![]() | ||
An intrinsically disordered protein (IDP) is a protein that lacks a fixed or ordered three-dimensional structure. IDPs cover a spectrum of states from fully unstructured to partially structured and include random coils, (pre-)molten globules, and large multi-domain proteins connected by flexible linkers. They constitute one of the main types of protein (alongside globular, fibrous and membrane proteins).
Contents
- History
- Biological roles
- Flexible linkers
- Linear motifs
- Coupled folding and binding
- Disorder in the bound state fuzzy complexes
- Structural Aspects
- Experimental validation
- Disorder prediction
- Distinguishing IDPs from well structured proteins
- Prediction methods
- Disorder and disease
- Computer simulations
- Pioneering IDP research labs
- References
The discovery of IDPs has challenged the traditional protein structure paradigm, that protein function depends on a fixed three-dimensional structure. This dogma has been challenged over the last decades by increasing evidence from various branches of structural biology, suggesting that protein dynamics may be highly relevant for such systems. Despite their lack of stable structure, IDPs are a very large and functionally important class of proteins. In some cases, IDPs can adopt a fixed three-dimensional structure after binding to other macromolecules. Overall, IDPs are different from structured proteins in many ways and tend to have distinct properties in terms of function, structure, sequence, interactions, evolution and regulation.
History
In the 1930s -1950s, the first protein structures were solved by protein crystallography. These early structures suggested that a fixed three-dimensional structure might be generally required to mediate biological functions of proteins. When stating that proteins have just one uniquely defined configuration, Mirsky and Pauling did not recognize that Fisher's work would have supported their thesis with his 'Lock and Key' model (1894). These publications solidified the central dogma of molecular biology in that the sequence determines the structure which, in turn, determines the function of proteins. In 1950, Karush wrote about 'Configurational Adaptability' contradicting all the assumptions and research in the 19th century. He was convinced that proteins have more than one configuration at the same energy level and can choose one when binding to other substrates. In the 1960s, Levinthal's paradox suggested that the systematic conformational search of a long polypeptide is unlikely to yield a single folded protein structure on biologically relevant timescales (i.e. seconds to minutes). Curiously, for many (small) proteins or protein domains, relatively rapid and efficient refolding can be observed in vitro. As stated in Anfinsen's Dogma from 1973, the fixed 3D structure of these proteins is uniquely encoded in its primary structure (the amino acid sequence), is kinetically accessible and stable under a range of (near) physiological conditions, and can therefore be considered as the native state of such "ordered" proteins.
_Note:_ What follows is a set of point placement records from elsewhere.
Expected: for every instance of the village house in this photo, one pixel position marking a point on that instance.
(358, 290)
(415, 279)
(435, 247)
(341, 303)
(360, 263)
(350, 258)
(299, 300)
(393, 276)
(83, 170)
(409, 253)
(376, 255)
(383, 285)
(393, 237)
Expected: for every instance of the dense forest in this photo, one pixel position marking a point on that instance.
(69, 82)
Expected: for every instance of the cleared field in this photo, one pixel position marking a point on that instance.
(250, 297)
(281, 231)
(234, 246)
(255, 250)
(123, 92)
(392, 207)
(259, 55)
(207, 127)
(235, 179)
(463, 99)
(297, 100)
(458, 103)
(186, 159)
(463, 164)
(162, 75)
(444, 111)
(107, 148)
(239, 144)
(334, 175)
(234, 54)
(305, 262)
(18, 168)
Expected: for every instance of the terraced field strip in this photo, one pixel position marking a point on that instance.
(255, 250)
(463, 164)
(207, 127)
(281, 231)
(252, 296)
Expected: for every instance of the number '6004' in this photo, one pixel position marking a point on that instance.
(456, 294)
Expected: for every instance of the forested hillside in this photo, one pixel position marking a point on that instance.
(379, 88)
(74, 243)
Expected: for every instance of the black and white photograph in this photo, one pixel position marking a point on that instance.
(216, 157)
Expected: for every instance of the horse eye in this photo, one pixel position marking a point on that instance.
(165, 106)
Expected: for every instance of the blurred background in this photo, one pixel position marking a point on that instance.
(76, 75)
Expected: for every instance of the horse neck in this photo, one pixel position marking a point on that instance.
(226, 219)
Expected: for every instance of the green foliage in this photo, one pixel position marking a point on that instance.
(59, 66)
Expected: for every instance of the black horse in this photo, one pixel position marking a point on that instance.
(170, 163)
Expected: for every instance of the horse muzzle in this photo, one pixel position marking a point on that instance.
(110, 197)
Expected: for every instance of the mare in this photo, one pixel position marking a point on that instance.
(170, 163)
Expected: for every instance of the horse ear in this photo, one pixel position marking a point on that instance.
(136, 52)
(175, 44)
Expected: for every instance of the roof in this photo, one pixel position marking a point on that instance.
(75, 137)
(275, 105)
During the subsequent decades, however, many large protein regions could not be assigned in x-ray datasets, indicating that they occupy multiple positions, which average out in electron density maps. The lack of fixed, unique positions relative to the crystal lattice suggested that these regions were "disordered". Nuclear magnetic resonance spectroscopy of proteins also demonstrated the presence of large flexible linkers and termini in many solved structural ensembles. It is now generally accepted that proteins exist as an ensemble of similar structures with some regions more constrained than others. Intrinsically Unstructured Proteins (IUPs) occupy the extreme end of this spectrum of flexibility, whereas IDPs also include proteins of considerable local structure tendency or flexible multidomain assemblies.These highly dynamic disordered regions of proteins have subsequently been linked to functionally important phenomena such as allosteric regulation and enzyme catalysis.
In the 2000s, bioinformatic predictions of intrinsic disorder in proteins indicated that intrinsic disorder is more common in sequenced/predicted proteomes than in known structures in the protein database. Based on DISOPRED2 prediction, long (>30 residue) disordered segments occur in 2.0% of archaean, 4.2% of eubacterial and 33.0% of eukaryotic proteins. In 2001, Dunker published his paper 'Intrinsically Disordered Proteins' questioning whether the newly found information was ignored for 50 years.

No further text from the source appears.